En RD Congo, la difficile lutte contres les maladies "négligées" à l'ère du Covid-19

En Afrique, au moins 600 millions de personnes sont touchées par des maladies tropicales négligées. Loin d'y échapper, la République démocratique du Congo (RDC) a même vu la majorité de ses programmes de lutte contre les MTN ralentir ou suspendre leurs activités en raison du Covid-19.

Arnaud Ntchapda
Rédigé le , mis à jour le

Le combat se complique, mais il continue. Alors que les cinq programmes nationaux de lutte contre les maladies tropicales négligées avancent au ralenti en raison du Covid-19, la République démocratique du Congo (RDC) multiplie ses efforts pour s'en débarrasser. 

"Douze maladies tropicales négligées sont endémiques. Il s’agit notamment de la filariose lymphatique, les géo helminthiases, l’onchocercose, la schistosomiase, le trachome, la dracunculose, la lèpre, la peste, le pian, la rage, la trypanosomiase humaine africaine et l’ulcère de Buruli", avait récemment expliqué l'ancien ministre de la santé, Eteni Longondo, qui vient tout juste d'être remplacé par Jean-Jacques Mbungani. 

Pourtant, au moins quatre de ces maladies peuvent être prises en charge par chimioprévention dans le cadre de campagnes d’administration massive de médicaments. Ces maladies sont :

  • la filariose lymphatique
  • l’onchocercose
  • la schistosomiase
  • les géohelminthiases
  • le trachome

Une campagne de distribution de médicaments

Pour intensifier ses efforts contre les MTN, le gouvernement de la province du Maï-Ndombe, qui est l'une des plus touchées au pays, a lancé une campagne de distribution de médicaments contre ces maladies délaissées. Prévue pour durer deux semaines, cette campagne concerne les enfants âgés de 5 à 14 ans.

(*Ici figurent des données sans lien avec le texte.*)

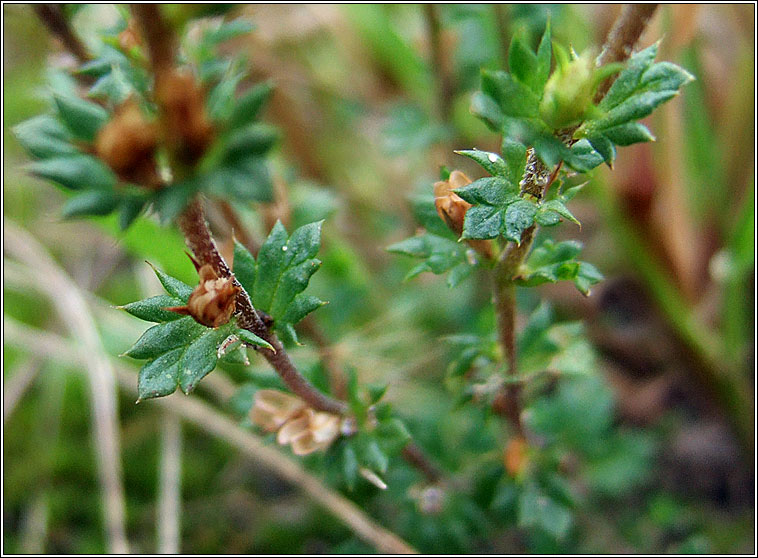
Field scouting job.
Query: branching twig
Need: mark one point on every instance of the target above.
(198, 238)
(52, 16)
(537, 178)
(206, 418)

Une bonne initiative, quand on sait que les programmes nationaux de lutte contre les MTN ont connu un coup de frein à l'heure où le pays est aux prises avec plusieurs épidémies de coronavirus, tuberucolose, choléra et paludisme. Rappelons qu'en 2019, plus de 1 million de Congolais ayant besoin de traitement n’ont pas été pris en charge.